ERCOT's Load Forecast Signals a New Energy Reality for Texas — Is Your Business Ready?

ARTICLE 3 | Source: ERCOT / PUCT Filing — Project No. 58777, April 15, 2026

ERCOT's preliminary long-term load forecast, filed with Texas regulators in April 2026, projects that demand on the Texas grid could more than quadruple by 2032. The driver isn't population growth — it's large industrial and data center loads arriving faster than any previous forecast anticipated.

On April 15, 2026, the Electric Reliability Council of Texas filed its preliminary Long-Term Load Forecast with the Public Utility Commission of Texas. The numbers are unprecedented. When accounting for all large and medium loads reported by Transmission Service Providers, total demand in the ERCOT region is projected to reach 278,003 MW by 2029 and 367,790 MW by 2032. For context, ERCOT’s all-time peak demand record stands at 85,508 MW, set in August 2023.

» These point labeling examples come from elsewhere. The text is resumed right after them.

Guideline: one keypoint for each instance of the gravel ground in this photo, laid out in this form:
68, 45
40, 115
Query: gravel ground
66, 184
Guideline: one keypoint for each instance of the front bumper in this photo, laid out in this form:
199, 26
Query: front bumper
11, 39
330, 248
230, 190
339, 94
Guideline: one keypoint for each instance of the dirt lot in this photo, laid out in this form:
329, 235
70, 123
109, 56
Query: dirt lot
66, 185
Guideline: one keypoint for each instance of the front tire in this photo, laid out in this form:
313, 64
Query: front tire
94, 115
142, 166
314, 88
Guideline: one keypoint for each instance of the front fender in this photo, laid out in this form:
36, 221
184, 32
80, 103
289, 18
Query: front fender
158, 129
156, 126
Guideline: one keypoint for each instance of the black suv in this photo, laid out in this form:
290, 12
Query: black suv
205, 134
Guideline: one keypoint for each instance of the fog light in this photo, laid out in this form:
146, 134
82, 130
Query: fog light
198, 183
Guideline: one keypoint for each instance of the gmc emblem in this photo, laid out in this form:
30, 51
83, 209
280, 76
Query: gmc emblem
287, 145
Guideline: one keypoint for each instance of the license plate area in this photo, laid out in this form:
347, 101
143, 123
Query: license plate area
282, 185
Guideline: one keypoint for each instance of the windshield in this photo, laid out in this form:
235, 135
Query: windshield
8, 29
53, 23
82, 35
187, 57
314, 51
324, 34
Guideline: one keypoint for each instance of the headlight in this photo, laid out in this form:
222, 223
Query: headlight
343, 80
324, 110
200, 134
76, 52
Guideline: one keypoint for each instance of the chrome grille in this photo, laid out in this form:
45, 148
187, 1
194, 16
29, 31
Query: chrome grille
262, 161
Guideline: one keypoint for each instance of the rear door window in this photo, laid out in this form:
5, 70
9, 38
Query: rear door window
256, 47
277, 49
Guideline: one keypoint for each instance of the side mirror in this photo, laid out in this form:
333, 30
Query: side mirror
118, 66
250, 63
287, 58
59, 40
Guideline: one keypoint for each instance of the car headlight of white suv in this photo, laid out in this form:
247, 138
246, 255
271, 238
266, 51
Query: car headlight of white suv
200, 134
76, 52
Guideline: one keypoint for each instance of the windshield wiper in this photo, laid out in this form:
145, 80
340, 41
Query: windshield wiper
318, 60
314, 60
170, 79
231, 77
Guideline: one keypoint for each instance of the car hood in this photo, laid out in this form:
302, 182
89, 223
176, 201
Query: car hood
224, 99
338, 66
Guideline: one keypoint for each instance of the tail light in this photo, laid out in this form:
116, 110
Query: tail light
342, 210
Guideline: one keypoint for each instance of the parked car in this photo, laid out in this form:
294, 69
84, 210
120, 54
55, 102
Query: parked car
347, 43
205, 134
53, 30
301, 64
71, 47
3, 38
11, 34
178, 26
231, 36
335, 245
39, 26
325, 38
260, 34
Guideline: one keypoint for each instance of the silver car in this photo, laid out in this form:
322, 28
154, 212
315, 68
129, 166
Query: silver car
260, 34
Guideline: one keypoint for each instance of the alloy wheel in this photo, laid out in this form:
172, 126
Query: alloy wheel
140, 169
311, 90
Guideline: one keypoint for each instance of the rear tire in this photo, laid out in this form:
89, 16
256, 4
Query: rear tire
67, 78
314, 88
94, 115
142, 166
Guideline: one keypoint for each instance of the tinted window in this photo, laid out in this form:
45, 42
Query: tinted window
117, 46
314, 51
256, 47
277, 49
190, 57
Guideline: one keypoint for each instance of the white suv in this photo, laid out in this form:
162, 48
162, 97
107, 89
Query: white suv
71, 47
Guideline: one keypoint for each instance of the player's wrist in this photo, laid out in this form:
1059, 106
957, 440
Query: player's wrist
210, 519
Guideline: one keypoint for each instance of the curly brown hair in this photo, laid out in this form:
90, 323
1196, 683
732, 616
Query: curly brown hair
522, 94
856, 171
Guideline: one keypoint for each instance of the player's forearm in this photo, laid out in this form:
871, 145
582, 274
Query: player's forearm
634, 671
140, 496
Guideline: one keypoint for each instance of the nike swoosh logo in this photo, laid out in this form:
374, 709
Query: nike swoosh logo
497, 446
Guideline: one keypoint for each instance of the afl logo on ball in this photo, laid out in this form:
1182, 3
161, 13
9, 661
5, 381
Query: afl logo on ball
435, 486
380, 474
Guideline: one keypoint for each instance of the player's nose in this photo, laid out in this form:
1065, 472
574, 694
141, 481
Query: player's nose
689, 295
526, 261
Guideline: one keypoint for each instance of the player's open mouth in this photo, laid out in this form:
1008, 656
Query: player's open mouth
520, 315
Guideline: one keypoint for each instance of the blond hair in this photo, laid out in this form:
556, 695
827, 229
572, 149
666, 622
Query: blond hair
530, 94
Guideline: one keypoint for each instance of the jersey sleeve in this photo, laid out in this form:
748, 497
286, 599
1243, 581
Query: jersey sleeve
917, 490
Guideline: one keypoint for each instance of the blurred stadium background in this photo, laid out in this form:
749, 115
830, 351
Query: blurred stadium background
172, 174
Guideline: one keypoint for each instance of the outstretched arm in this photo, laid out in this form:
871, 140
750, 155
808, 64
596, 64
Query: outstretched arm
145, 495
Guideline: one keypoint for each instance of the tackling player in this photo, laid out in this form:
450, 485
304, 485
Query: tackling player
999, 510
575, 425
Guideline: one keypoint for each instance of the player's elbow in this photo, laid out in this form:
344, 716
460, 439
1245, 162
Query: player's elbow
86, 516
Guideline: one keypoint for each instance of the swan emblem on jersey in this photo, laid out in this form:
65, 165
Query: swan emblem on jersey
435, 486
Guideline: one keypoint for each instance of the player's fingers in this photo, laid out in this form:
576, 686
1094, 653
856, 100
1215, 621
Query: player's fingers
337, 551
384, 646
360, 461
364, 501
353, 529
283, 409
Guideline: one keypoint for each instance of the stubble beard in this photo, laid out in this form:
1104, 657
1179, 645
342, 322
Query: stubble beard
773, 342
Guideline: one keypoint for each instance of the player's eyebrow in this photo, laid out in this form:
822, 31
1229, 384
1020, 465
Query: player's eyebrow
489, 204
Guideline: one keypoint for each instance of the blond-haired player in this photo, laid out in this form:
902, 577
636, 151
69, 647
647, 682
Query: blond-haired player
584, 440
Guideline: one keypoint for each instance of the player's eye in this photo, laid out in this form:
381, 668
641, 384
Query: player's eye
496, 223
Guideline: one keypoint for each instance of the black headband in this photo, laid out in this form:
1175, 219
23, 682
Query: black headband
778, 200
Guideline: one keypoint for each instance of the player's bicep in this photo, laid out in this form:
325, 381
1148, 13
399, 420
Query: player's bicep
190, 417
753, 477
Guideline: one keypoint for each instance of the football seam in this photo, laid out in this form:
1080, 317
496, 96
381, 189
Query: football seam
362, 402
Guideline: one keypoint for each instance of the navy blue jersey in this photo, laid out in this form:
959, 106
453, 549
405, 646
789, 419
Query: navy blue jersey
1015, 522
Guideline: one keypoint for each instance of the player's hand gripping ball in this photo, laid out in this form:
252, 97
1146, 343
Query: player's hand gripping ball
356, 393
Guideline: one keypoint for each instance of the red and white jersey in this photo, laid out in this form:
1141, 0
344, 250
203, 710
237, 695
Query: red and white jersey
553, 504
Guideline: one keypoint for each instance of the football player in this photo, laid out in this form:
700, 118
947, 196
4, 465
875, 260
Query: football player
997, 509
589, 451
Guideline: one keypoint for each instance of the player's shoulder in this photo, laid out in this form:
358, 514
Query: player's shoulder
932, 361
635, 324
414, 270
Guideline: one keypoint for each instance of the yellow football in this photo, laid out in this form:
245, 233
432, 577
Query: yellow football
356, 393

What's Driving the Numbers

The forecast is built on two layers. The base forecast — covering economic growth, EV adoption, solar adoption, and crypto — projects demand growing modestly from roughly 98,000 MW in 2026 to approximately 111,000 MW by 2032. The dramatic increase comes from large load submissions by Transmission Service Providers, primarily data centers. Non-crypto data center demand submissions alone reach 228,420 MW by 2032 in the forecast — a figure that dwarfs every other load category. Oncor, the TSP serving the Dallas–Fort Worth region, accounts for the largest single share of large load submissions — growing from 5,018 MW in 2026 to 109,554 MW by 2032.

ERCOT's Own Caution

ERCOT has expressed concern that the preliminary figures may overstate near-term demand, noting that its summer 2026 peak outlook of 90,500–98,000 MW is significantly below the forecast's 112,000 MW estimate for the same period. The grid operator has indicated it may seek Commission approval to adjust the figures downward based on actual realization rates.

What Remains Certain

Regardless of whether the final forecast is revised, the directional signal is clear and consistent with every major market analysis: Texas is absorbing an extraordinary wave of new electrical load, the majority of it concentrated in a small number of transmission zones. The speed at which that load materializes — not whether it arrives — is the primary variable.

The Business Case for Proactive Energy Management

For commercial and industrial energy consumers, this forecast represents both risk and opportunity. Rising grid demand will put continued upward pressure on capacity costs and wholesale prices. Businesses that have locked in strategic procurement, optimized their demand profiles, and invested in efficiency measures will be better insulated from what the grid operator itself describes as an unprecedented load environment.